I would advise the Deputy that I cannot comment on the details of the case covered by the question as the particular public service pension scheme involved has not been specified. However, I would note in that regard that while I have administrative responsibility for the Civil Service Pension Schemes, I exercise a central policy/authorisation role in relation to all other public service pension schemes.

I will comment on the general point raised by the Deputy.

Public servants who retired from March 2012 onwards had the FEMPI (No. 2) Act 2009 pay reductions reflected in the salary rates that were used to calculate their pension benefits. However, in accordance with the protection known as the second 'grace period', they did not have the FEMPI 2013 reductions (imposed on 1 July 2013 on public servants on annual remuneration above €65,000) so reflected, even if those reductions were imposed on their salaries while serving. Accordingly, for a public servant who retired after implementation of the FEMPI 2013 pay reductions (assuming he or she was affected by those reductions), his or her retirement pension and lump sum were calculated not on the basis of the lower salary rates in payment to serving employees at the date of his or her retirement but on the salary rates in payment on 1 January 2010.

Section 6.2 of the Public Service Stability Agreement 2018 - 2020 (PSSA) committed the Government to adopting an equitable approach to various public service pensioner cohorts differentiated by date of retirement, in the context of the resumption of pay parity for the duration of the PSSA.

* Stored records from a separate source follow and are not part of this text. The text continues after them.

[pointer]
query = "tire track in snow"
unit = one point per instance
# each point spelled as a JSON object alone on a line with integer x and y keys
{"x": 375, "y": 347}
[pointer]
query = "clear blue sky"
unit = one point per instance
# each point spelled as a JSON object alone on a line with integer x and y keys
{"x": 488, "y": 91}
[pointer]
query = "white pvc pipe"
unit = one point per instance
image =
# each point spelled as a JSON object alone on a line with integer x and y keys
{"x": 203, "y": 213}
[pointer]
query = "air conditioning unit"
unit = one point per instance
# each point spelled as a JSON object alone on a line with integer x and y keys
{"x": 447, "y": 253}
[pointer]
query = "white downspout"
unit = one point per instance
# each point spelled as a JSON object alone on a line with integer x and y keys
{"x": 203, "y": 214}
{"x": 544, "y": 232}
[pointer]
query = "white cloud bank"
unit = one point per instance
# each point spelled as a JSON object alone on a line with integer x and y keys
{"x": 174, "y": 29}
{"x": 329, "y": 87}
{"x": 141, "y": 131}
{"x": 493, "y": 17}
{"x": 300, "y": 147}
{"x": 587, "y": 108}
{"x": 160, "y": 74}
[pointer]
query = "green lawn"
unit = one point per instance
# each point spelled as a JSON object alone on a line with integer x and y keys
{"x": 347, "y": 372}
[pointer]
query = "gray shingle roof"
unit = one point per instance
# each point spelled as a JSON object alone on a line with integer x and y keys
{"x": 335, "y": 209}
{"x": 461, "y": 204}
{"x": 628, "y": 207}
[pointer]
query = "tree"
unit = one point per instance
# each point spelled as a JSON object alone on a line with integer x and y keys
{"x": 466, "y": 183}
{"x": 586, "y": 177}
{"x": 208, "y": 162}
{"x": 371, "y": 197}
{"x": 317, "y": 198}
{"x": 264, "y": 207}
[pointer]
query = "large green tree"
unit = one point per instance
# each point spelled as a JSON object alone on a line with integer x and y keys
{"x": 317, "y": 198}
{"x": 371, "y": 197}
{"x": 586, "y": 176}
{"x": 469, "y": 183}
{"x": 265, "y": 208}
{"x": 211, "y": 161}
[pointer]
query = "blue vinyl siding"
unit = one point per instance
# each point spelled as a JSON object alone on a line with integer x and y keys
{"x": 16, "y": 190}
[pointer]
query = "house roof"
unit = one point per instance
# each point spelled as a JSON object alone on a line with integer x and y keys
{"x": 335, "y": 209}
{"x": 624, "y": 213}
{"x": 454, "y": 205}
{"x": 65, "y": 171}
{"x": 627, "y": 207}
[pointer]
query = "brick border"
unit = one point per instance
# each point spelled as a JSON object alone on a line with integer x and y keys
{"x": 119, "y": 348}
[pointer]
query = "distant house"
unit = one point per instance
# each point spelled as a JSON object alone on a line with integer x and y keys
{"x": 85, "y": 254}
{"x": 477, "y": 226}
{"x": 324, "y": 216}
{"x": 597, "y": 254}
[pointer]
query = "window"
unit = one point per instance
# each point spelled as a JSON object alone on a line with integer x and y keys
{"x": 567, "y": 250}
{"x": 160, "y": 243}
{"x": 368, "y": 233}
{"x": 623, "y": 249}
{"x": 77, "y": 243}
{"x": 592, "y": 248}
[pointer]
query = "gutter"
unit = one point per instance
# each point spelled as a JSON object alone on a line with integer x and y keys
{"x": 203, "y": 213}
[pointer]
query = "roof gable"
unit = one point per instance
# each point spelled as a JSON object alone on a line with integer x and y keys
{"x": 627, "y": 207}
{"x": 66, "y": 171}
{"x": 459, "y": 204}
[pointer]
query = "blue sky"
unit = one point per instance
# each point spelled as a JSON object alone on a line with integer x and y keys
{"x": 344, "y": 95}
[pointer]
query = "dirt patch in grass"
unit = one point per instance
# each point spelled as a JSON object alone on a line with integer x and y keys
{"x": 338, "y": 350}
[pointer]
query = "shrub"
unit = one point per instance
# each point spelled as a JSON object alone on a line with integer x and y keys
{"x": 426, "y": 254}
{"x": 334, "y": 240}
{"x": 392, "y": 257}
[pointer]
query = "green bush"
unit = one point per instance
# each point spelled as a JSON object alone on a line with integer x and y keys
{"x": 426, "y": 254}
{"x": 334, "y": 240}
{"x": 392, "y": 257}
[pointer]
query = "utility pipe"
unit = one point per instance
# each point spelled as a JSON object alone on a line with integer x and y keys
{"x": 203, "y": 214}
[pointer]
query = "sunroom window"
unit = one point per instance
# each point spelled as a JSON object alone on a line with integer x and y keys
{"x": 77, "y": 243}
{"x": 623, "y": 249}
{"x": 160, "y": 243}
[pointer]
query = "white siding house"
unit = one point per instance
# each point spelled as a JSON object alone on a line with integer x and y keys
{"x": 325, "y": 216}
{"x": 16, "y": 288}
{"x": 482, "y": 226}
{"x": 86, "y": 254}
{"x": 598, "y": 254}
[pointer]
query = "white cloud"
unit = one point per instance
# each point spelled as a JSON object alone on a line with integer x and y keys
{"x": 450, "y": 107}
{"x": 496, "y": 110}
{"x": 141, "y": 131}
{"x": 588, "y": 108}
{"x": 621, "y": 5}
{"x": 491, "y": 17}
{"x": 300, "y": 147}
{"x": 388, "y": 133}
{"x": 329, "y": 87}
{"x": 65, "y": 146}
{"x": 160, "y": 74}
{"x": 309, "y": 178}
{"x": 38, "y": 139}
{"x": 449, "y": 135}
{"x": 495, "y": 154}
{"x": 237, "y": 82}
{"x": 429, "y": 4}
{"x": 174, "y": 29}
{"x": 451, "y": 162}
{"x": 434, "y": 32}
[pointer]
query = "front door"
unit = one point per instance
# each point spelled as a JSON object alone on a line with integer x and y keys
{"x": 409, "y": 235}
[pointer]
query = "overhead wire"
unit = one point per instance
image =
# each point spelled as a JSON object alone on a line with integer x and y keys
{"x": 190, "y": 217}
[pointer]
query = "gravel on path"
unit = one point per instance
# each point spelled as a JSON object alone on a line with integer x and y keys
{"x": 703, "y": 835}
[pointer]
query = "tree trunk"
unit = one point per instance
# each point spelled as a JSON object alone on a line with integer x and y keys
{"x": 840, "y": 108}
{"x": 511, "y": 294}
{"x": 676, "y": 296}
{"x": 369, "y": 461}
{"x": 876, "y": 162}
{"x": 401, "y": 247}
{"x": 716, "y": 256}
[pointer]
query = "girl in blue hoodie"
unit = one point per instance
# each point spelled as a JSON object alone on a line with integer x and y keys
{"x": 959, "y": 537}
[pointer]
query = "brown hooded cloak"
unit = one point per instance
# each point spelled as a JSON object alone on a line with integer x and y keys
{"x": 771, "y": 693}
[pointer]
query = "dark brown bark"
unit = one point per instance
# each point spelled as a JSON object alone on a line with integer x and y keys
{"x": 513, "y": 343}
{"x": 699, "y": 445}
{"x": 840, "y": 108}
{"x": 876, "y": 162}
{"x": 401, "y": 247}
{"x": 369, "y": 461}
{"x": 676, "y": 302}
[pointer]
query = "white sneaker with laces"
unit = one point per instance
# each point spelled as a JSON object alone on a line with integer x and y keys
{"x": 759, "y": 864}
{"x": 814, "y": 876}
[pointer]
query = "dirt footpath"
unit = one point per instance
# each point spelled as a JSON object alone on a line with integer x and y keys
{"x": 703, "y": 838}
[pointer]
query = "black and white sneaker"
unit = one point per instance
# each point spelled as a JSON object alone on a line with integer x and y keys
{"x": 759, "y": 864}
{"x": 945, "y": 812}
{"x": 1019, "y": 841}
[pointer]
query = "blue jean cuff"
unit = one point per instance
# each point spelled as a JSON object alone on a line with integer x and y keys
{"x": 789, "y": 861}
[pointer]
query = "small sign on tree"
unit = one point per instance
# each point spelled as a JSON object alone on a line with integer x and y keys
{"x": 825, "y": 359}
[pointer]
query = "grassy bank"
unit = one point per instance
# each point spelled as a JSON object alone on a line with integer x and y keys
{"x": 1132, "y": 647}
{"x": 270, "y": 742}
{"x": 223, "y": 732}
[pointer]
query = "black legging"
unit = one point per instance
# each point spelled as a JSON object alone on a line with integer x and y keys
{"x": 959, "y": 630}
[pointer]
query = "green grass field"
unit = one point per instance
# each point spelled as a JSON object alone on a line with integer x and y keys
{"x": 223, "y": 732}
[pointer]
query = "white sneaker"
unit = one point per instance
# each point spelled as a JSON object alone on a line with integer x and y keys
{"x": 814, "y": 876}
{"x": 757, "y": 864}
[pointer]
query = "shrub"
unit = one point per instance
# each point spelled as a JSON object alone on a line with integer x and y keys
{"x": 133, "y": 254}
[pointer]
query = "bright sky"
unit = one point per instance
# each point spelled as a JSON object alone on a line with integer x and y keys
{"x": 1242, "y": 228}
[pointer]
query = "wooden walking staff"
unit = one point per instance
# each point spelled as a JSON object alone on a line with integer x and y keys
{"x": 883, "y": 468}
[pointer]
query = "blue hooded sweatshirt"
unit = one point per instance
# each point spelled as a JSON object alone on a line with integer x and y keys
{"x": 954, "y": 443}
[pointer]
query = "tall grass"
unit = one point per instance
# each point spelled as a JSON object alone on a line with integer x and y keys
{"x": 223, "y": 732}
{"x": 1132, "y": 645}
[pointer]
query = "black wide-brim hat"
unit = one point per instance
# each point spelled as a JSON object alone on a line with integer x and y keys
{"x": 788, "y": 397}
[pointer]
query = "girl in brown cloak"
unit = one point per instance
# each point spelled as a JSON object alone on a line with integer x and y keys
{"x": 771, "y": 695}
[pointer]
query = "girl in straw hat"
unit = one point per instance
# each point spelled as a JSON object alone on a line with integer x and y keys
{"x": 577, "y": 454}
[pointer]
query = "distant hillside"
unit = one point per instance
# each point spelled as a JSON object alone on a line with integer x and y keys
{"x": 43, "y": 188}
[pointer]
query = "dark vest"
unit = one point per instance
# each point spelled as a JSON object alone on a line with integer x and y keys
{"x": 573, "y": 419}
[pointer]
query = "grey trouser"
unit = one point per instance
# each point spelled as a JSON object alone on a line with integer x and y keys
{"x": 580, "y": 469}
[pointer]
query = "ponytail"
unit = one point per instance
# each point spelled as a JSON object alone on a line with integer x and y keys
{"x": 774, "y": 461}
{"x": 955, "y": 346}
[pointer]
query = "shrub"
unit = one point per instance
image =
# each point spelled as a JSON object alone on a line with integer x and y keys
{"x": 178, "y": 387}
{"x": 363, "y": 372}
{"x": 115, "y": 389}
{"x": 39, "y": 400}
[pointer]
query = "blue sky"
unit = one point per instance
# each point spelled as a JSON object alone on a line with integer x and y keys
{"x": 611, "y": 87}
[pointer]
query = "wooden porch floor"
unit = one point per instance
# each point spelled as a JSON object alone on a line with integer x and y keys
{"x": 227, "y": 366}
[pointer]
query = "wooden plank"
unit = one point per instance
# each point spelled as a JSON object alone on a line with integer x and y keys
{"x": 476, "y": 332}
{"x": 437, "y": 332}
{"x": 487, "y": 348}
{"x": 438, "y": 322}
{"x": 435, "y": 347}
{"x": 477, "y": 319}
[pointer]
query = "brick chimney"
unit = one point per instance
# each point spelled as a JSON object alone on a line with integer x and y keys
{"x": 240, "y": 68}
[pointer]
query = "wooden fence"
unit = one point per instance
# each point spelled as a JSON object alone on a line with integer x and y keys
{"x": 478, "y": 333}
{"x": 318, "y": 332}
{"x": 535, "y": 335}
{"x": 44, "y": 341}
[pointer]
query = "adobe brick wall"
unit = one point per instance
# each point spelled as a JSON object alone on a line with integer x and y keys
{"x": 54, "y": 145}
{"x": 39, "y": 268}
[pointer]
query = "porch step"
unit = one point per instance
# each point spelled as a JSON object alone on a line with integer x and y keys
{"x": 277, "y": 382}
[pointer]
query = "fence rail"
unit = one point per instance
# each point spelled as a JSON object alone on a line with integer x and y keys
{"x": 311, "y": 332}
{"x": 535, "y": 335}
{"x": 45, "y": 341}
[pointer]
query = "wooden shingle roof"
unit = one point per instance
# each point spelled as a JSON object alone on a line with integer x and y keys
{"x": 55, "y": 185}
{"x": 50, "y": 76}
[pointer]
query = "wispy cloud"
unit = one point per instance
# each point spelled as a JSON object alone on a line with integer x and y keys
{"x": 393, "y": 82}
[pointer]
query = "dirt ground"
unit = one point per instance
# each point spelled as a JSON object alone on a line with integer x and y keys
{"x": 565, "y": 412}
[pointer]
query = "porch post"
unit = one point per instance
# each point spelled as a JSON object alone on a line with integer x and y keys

Thus, for public servants retiring from 1 March 2012 onwards, to the extent that they retired on FEMPI reduced salaries when compared with public servants who retired from the same grade/payscale point before that date, they will receive, for the duration of the PSSA, pension increases in line with the pay increases due to their peers currently in employment.

In accordance with normal public service pension arrangements, retirement lump sums are calculated on the rates of salary that a public servant is in receipt of at time of retirement (with the exception of the 'grace period' protection I have described above). There is no provision to review historical retirement lump sum payments in the context of the unwinding of FEMPI.